Hiermee verwant zijn: vnnl. roeve 'raap' [1571; MNW], rove 'id.'; mnd. rove 'id.'; ohd. ruoba 'id.' (nhd. Rübe). Engels rape 'koolzaad' [1398; OED], is in de betekenis 'soort veevoer' mogelijk aan Nederlands raap ontleend (OED).
Bovendien zijn verwant: Grieks rháphanos 'kool, radijs'; Litouws rópė 'raap'; Kerkslavisch rěpa 'raap' (Russisch répa). Een gemeenschappelijke Proto-Indo-Europese reconstructie is niet mogelijk. Wellicht is er sprake van een oud cultuurwoord dat ontleend is aan een voor-Indo-Europese taal.
Deze groente wordt tegenwoordig in het NN meestal knolraap of meiraap genoemd. De jonge stelen ervan heten raapstelen.
Fries: raap
83.   rooster zn. 'raamwerk; tabel met vastgestelde volgorde van werkzaamheden'
categorie:
geleed woord, etymologie onduidelijk, uitleenwoord
Mnl. roester, roostre 'vuurrooster, braadrooster' [1240; Bern.], S. Laurentius ... op din rostere 'Sint Laurens op het rooster' [1290-1310; MNW-P], 'ijzerrasterwerk' in voir den rooster op die muer 'voor het hek op de muur' [1373; MNW]; vnnl. rooster, roeste, rost 'ijzeren rasterwerk' [1599; Kil.]; nnl. rooster 'raamwerk van kruisende staven, enz.' in een Rooster bestaat ... uit verscheide met elkander verbonde Balken [1740; WNT], 'tabel met elkaar kruisende lijnen, met in de vakken namen van personen en taken, plaatsen enz.' in rooster ... eene tafel vol lijnen en dwarsstrepen, waarop de beurt van een ieder [1824; WNT], rooster van aftreding [1851; WNT].

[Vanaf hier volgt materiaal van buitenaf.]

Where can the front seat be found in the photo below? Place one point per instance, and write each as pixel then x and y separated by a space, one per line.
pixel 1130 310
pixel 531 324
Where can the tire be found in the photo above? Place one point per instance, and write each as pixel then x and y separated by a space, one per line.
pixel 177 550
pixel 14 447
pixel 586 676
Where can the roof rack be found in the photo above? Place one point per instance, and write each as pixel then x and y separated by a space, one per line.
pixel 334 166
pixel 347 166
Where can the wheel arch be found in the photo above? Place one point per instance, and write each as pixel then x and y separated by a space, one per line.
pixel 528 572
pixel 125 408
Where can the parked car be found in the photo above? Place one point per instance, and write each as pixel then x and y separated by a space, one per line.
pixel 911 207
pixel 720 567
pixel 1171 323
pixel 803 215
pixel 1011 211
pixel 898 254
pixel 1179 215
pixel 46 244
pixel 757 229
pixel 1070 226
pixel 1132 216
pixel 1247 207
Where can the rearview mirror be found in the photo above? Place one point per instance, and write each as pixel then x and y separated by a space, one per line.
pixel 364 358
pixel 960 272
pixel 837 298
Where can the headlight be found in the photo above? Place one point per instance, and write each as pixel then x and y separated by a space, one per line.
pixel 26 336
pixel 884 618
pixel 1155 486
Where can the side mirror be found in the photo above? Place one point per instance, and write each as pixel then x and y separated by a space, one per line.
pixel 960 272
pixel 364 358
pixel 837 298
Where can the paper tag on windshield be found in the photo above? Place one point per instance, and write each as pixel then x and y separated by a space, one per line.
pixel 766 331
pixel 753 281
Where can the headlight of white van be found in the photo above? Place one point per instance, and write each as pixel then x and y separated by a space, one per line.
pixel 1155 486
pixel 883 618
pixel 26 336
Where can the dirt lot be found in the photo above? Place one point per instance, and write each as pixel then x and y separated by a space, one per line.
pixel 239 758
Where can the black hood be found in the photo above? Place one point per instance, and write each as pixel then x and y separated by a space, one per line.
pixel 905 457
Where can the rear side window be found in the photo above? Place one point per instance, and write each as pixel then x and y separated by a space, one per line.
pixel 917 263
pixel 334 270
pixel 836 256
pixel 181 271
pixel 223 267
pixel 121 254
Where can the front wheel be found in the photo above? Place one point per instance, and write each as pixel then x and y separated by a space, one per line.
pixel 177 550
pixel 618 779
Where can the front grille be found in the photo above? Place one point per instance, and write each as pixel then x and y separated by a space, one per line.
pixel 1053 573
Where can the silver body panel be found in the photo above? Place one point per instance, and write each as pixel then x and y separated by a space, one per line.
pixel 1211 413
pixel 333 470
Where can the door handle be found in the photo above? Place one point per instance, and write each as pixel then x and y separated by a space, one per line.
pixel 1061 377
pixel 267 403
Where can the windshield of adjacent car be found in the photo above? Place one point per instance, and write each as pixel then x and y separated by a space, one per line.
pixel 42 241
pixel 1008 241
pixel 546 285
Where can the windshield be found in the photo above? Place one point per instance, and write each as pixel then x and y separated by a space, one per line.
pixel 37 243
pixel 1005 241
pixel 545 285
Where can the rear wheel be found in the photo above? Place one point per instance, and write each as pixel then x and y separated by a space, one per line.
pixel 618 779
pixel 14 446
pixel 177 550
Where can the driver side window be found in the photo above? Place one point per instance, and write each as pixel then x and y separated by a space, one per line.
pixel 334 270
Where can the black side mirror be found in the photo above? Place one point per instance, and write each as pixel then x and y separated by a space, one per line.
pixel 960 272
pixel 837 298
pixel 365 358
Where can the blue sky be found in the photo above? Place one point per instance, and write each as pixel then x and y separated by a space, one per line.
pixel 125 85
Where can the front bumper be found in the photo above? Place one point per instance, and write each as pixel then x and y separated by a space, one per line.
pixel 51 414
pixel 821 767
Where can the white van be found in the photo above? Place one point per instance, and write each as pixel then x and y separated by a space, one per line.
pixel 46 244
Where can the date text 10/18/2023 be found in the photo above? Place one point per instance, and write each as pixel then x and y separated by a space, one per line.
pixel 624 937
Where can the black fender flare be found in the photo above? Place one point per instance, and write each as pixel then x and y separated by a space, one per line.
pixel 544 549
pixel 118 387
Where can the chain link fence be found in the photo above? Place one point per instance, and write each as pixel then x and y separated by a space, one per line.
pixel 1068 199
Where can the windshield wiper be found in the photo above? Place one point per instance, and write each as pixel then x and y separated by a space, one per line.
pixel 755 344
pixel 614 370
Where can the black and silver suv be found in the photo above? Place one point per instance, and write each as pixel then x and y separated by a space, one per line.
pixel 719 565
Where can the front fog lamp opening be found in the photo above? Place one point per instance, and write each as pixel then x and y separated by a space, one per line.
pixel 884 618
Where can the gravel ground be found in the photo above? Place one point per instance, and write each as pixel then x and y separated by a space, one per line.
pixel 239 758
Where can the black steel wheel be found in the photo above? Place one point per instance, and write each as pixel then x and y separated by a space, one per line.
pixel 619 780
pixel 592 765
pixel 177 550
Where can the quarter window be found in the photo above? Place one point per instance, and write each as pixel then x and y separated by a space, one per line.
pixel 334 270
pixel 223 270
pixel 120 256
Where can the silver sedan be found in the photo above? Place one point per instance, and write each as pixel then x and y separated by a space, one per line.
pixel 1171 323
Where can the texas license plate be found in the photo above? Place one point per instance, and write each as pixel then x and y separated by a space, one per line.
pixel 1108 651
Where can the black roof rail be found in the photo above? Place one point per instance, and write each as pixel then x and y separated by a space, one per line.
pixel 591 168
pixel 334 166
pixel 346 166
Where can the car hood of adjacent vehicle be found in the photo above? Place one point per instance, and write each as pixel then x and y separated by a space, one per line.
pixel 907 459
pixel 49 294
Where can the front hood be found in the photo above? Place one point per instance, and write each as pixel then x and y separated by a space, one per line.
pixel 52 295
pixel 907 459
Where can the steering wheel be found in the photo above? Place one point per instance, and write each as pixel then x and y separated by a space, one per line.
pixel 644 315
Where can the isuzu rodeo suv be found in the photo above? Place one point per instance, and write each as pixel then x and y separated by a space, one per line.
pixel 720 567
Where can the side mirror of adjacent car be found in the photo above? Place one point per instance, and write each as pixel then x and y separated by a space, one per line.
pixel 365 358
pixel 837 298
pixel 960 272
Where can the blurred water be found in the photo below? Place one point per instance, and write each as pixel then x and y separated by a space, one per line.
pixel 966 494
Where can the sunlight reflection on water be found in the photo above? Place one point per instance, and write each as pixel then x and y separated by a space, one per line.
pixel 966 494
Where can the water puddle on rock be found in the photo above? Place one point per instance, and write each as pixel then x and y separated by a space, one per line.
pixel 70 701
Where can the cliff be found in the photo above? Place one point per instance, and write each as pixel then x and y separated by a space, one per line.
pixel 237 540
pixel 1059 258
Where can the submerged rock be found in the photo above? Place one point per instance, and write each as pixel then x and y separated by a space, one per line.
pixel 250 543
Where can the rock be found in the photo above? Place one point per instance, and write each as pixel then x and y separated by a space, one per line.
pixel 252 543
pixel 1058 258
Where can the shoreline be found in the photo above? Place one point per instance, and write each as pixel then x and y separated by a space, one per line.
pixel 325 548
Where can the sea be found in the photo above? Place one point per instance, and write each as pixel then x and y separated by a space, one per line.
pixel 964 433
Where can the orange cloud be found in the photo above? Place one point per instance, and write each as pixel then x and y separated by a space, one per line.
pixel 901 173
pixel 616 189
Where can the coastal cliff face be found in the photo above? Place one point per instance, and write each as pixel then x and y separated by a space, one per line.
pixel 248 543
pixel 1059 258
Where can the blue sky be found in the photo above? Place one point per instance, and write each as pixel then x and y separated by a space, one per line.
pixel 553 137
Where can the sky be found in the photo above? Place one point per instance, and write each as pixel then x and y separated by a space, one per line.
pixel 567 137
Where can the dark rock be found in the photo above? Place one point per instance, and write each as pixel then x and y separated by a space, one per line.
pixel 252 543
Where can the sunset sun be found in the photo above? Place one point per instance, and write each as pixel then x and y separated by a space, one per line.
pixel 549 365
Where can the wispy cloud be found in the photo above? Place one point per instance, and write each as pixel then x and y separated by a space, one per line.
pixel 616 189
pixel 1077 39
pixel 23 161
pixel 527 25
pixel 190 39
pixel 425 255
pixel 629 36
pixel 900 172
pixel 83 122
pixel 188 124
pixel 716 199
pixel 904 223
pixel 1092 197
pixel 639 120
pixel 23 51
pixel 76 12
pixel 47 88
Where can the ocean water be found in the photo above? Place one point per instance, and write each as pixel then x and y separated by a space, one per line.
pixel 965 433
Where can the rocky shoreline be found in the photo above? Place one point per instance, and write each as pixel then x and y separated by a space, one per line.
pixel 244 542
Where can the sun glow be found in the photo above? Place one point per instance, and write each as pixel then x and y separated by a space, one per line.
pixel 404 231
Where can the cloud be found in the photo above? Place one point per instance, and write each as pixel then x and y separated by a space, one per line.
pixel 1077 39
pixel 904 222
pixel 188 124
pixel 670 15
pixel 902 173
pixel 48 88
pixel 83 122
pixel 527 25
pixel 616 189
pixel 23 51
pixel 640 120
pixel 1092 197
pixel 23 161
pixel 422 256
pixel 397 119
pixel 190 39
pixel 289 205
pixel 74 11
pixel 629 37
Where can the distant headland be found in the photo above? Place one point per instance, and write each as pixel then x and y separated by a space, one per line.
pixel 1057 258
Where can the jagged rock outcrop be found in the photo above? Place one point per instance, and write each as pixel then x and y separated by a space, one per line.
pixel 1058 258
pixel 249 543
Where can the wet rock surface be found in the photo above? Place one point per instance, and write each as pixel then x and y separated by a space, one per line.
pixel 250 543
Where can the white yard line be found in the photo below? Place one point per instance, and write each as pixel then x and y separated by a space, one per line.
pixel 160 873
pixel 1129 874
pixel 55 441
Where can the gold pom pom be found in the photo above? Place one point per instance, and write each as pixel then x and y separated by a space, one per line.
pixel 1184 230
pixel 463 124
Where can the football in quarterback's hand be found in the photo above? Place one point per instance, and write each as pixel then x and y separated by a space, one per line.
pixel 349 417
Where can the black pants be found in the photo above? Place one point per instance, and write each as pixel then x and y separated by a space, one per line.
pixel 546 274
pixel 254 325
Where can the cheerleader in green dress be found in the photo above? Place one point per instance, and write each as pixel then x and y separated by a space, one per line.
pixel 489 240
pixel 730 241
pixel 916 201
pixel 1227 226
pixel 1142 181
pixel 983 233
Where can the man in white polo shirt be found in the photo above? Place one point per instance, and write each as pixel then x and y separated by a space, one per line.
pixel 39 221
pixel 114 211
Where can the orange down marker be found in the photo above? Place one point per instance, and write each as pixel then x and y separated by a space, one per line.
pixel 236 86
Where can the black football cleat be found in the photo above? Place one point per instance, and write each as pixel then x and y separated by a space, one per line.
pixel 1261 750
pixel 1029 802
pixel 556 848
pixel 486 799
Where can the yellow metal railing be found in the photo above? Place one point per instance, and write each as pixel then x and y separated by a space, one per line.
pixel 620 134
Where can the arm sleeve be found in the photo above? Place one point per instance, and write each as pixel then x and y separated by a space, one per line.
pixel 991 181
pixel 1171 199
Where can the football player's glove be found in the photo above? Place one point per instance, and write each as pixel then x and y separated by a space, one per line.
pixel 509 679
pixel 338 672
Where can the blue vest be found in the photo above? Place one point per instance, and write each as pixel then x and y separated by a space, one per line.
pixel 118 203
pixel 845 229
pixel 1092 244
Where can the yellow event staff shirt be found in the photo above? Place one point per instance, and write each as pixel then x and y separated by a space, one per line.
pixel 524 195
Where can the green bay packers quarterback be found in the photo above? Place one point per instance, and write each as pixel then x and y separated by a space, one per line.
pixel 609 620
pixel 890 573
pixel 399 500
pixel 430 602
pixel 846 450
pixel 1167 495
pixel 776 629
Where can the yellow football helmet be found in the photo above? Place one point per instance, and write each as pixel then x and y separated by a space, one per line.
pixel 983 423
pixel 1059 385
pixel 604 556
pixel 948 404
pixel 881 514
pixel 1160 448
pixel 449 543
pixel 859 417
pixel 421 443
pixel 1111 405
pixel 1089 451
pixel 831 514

Afleiding van het werkwoord mnl. roosten, rosten 'roosteren' [1240; Bern.], dat zelf een afleiding is van het (later geattesteerde) zn. mnl. roost 'raamwerk van ijzer; vuur; geroosterde spijs' [14e eeuw; MNW].
Bij mnl. roost horen: os. rōst 'rooster' (mnd. rōst(e), waaruit nzw. rost 'rooster'); ohd. rōst, rōsta 'rooster, brandstapel' (nhd. Rost); < pgm. *raust-. Bij mnl. roosten horen: mnd. rosten, rosteren 'roosteren'; ohd. rōstan 'roosteren' (nhd. rösten); mogelijk ook oe. (ge)rōscian 'bij het vuur drogen', rōstian 'roosteren'. Frans rôtir, ouder rostir 'roosteren' [1155; TLF] (waaruit door ontlening ne. roast 'roosteren') is ontleend aan Frankisch *raustjan; ook Italiaans arrostire 'id.' [13e eeuw; DELI] gaat op het Germaans terug. Engels roster 'tabel met volgorde van werkzaamheden enz.' [1727; BDE] is ontleend aan het Nederlands.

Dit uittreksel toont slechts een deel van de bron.